The Carnegie-sponsored ad is one of a number of recent efforts by higher-education groups to grab some of the more than $1 trillion in stimulus and bailout money of various kinds that Congress and presidential administrations seem eager to hand out. The Association of American Universities has asked for $1.8 billion to enable more hiring of science and engineering faculty at research universities. The American Council on Education and other groups representing colleges and their faculty and students sent a letter to Congress last week that also begged for cash for capital projects as well as increases in student cash grants and loans as well as longer grace periods for repayment. The rub seems to lie in demonstrating that any of the billions thrown at campuses would actually stimulate the economy–that is, increase U.S. economic productivity—in any but a highly metaphorical sense. The Carnegie ad states that colleges would increase their “capacity to produce the people, ideas, tools, solutions, and knowledge infrastructure our economy needs to regain its momentum and to set a new trajectory.”
Well, maybe. Yet, as Richard Vedder, president of the Center for College Affordability and Productivity pointed out, most college campuses gravely underutilize the physical plants they have right now, with classrooms empty most of time. Furthermore, Vedder wrote on the center’s website, increasing square footage raises the cost of attending college, and many colleges have “squandered billions in recent years” constructing luxurious classroom buildings and dorms that look like upscale apartment houses.
Another critic, George Leef of the Pope Center for Higher Education Policy, pointed out that fewer young people might be choosing to complete college these days not because the government doesn’t spend enough on education, but because the dropouts perceive that the cost isn’t worth it. Due to erosion of academic standards at every educational level from kindergarten through college senior year (thanks to institutions’ desperation to increase retention rates), “students can spend their four or five [college] years, accumulate enough credits to graduate, and yet learn little or nothing of value.” Once these marginal students graduate, Leef said in a letter to the Wall Street Journal, they often “end up in mundane jobs that call for no academic preparation.”

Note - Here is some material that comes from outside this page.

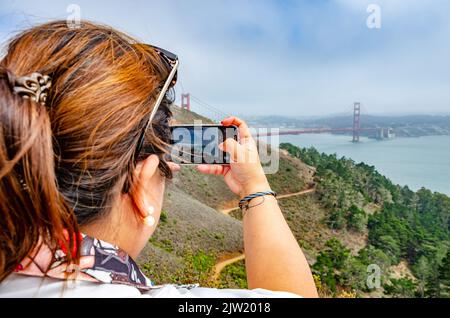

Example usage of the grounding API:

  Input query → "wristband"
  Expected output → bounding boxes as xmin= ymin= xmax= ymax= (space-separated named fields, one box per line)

Furthermore, even the higher-education spokesmen themselves seem divided over how exactly they perceive that diverting boatloads of federal stimulus cash to college campuses, especially when for construction projects, will reinvigorate America’s faltering economy. In the view of the Carnegie letter’s signers, better buildings means better-educated young people, who will in turn get better jobs, etc., etc. But according to Terry W. Hartle, senior vice president of the American Council on Education, the chief benefit of better buildings (and more scholarship money) will be to keep young people in school and out of unemployment offices.”We want to encourage people to stay out of an overcrowded labor market,” Hartle told the Allentown, Pa., Morning Call.
Gee, billions and billions for warehousing 20-year-olds. That’s how we’re supposed to stimulate our way back to prosperity?